Cricket has been an all-time favourite sport in India. But over time and with other international sports taking centre stage, the way people consumed sports changed and with it, changed the broad traditional viewership and audience. This may sound bizarre but a dozen-odd years ago, sports analysts were writing obituaries for cricket as the nation’s top sport. This was the period when the traditional five-day test matches kept meandering into dreary draws year after year.

Then the IPL (Indian Premier League) happened in 2008. Backed by the latest technology plus dollops of hype and hoopla, cricket gained a new lease of life along with an unprecedented fan following in India as well as other nations. Where sports heroes were once difficult to approach, social media and other digital technologies allowed fans to connect instantly with their heroes. In turn, this boosted viewership and sponsorships as well. A captive audience was now within easy reach and it offered advertises greater traction for their products and services.

From cricket commentaries being typically in Hindi and English, the 2018 IPL matches included eight regional languages and this count further increased in 2019. IPL has now deployed remote production technology while centralising most of the core operations which are managed remotely via a solitary production hub.
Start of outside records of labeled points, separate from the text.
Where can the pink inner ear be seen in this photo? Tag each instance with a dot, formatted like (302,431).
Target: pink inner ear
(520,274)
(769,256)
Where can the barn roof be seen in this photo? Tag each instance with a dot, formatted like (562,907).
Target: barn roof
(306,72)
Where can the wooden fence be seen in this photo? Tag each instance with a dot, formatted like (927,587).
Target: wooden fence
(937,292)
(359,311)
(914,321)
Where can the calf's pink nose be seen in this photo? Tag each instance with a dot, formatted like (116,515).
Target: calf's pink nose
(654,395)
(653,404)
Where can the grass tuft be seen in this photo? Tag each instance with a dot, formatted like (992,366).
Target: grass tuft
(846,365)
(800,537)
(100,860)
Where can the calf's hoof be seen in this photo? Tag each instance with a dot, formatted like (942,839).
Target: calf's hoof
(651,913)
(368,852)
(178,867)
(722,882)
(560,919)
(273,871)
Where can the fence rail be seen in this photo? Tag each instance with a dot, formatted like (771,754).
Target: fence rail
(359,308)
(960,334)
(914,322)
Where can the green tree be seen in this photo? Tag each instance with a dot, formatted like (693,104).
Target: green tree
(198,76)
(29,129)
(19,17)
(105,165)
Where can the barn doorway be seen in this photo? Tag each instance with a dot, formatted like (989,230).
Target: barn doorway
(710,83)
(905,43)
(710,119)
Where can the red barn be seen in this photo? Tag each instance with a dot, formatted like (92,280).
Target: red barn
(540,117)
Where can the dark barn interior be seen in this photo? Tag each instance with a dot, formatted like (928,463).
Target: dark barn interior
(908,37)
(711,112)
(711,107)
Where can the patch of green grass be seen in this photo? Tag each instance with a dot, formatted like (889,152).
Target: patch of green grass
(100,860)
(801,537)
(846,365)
Not surprisingly, 18.6 million concurrent viewers watched the final IPL match via a video-streaming platform–creating a new world record. The entire season’s numbers also soared from 202 million viewers in 2018 to 300 million in 2019.
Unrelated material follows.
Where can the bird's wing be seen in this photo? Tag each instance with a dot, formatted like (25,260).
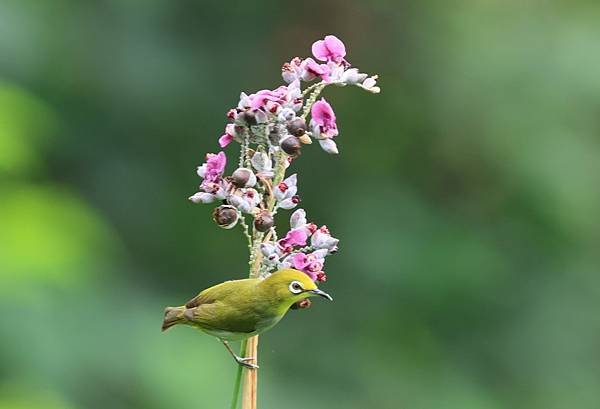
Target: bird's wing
(229,306)
(216,292)
(222,317)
Not only cricket but other sports such as motor racing, boxing, tennis, even chess, have benefitted from tech innovations. Viewers from across the globe can live video stream any sporting event. Smooth signal transmissions as well as multiple high-definition feeds are sent directly from sports venue cameras to the hub and, thereon, to viewers.

Besides viewers, the biggest beneficiaries are broadcasters because remote production facilitates immense cost savings, resource management and the handling of complex logistics. The kind of technology we’re talking about here is network connectivity, content delivery, cloud infrastructure and security, providing fans a seamless experience via tie-ups with tech companies.

Real-time action

Technology should be leveraged in a fast-paced sport such as motor racing where live action is imperative. Here, cloud, networking, mobility and security systems help in lowering the hurdles for broadcasters and rights-holders in expanding their footprints into newer markets while enabling fans to experience unparalleled live coverage. Best-in-class action technologies offer live 360-degree and ultra-high-definition videos. Additionally, the Internet of Things, as well as augmented and virtual reality, allow extremely powerful and immersive experiences for viewers.

With these new technologies, the full potential of digital transformation is being unleashed in global sports. Marketers and broadcasters are able to attract the attention and fandom of people outside its traditional audience demographic to increase revenues. They can further cater to an increasingly split audience across different—sometimes competing, sometimes complementary—platforms, including traditional TV and video streaming services, as well as social media and mobile apps. The key target audience for most sports being millennials, all sports are increasingly using digital tools to find new ways to connect with them. They are also the ones who are most tech-savvy and don’t have the patience to sit through an entire F1 race or a sports event.

Having said that, while attracting younger audiences is understandably a priority for many sports, it’s not all about age. Sports brands can place too much emphasis on attracting younger fans, and not enough on catering for the needs of their entire fan base. Hence, customisation is crucial. Thanks to technological marvels though, every sport including kabaddi and others that had been languishing in obscurity for ages, have finally come of age by turning casual viewers into enthusiastic fans and keeping customisation at the core.

The author is global head of marketing at Tata Communications.